Israele e la banca dei dati biometrici

Il tema dei dati biometrici e della loro raccolta si arricchisce di un nuovo, interessante capitolo. Il 27 febbraio scorso, il Parlamento israeliano ha approvato una legge che disciplina la conservazione, in un’apposita banca dati, di tutte le informazioni digitali dei residenti, comprese le impronte e le foto ad alta risoluzione per il riconoscimento facciale. Proposta dal ministro dell’Interno, è stata adottata dalla Knesset dopo un acceso dibattito, date le delicate implicazioni per la privacy e per i diritti dei cittadini, che ha visto al centro due rilevanti questioni: le modalità e le condizioni per l’accesso della polizia al database e l’opportunità di comprendervi anche i minori. La prima è stata risolta prevedendo la necessità di una verifica preventiva da parte di un giudice (il Tribunale distrettuale), la seconda con la decisione di non includere le impronte digitali dei minori di 16 anni. Inoltre, il legislatore ha previsto che sia facoltativa la possibilità di fornire le proprie impronte digitali per un cittadino o un residente in Israele che intenda chiedere il rilascio della carta d’identità (smart ID card) o del passaporto. Tuttavia, nel caso in cui sia fornita la sola immagine del volto, la smart card avrà una validità di cinque anni, mentre sarà di dieci anni ove siano rese disponibili anche le impronte.

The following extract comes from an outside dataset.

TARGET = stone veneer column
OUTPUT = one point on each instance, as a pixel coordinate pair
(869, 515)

Per quanto riguarda in particolare queste ultime, la legge consente a comunque di cambiare idea e chiederne la rimozione dalla banca dati. Nonostante la legge sia il risultato di un compromesso, ha suscitato le critiche di coloro che ritengono che sia tale da compromettere le libertà personali dei cittadini israeliani, sottoposti alla sorveglianza di un “grande fratello”, e aumenti il rischio che i loro dati personali, concentrati nella banca dati biometrica, siano oggetto di attacchi informatici e furti. Si tratta delle stesse critiche che ha suscitato in Francia il decreto n. 1460, del 28 ottobre 2016, con cui è stata costituita la Tes (Titres electroniques securisés), banca dati del ministero dell’Interno destinata a unificare tutti i dati (compresi quelli biometrici) di circa sessanta milioni di persone. Entrato in vigore il 21 febbraio, si applicherà a tutto il territorio nazionale a partire dal 28 marzo prossimo. Come nel caso francese, il principale obiettivo del ministero dell’Interno israeliano, che prima di avviare l’iniziativa legislativa aveva attivato nel 2013 un progetto pilota con la partecipazione di oltre un milione di persone (che avevano acconsentito a sottoporsi al programma di verifica biometrica), è quello di evitare che potenziali terroristi possano spacciarsi per cittadini e ridurre al minimo il rischio dei furti di identità. Anche in questa occasione Israele fornisce un esempio efficace, ancorché controverso, di come fare ricorso agli strumenti più avanzati per prevenire il terrorismo e la criminalità in generale e di esso il nostro legislatore dovrà certamente tener conto in occasione delle prossime iniziative in materia.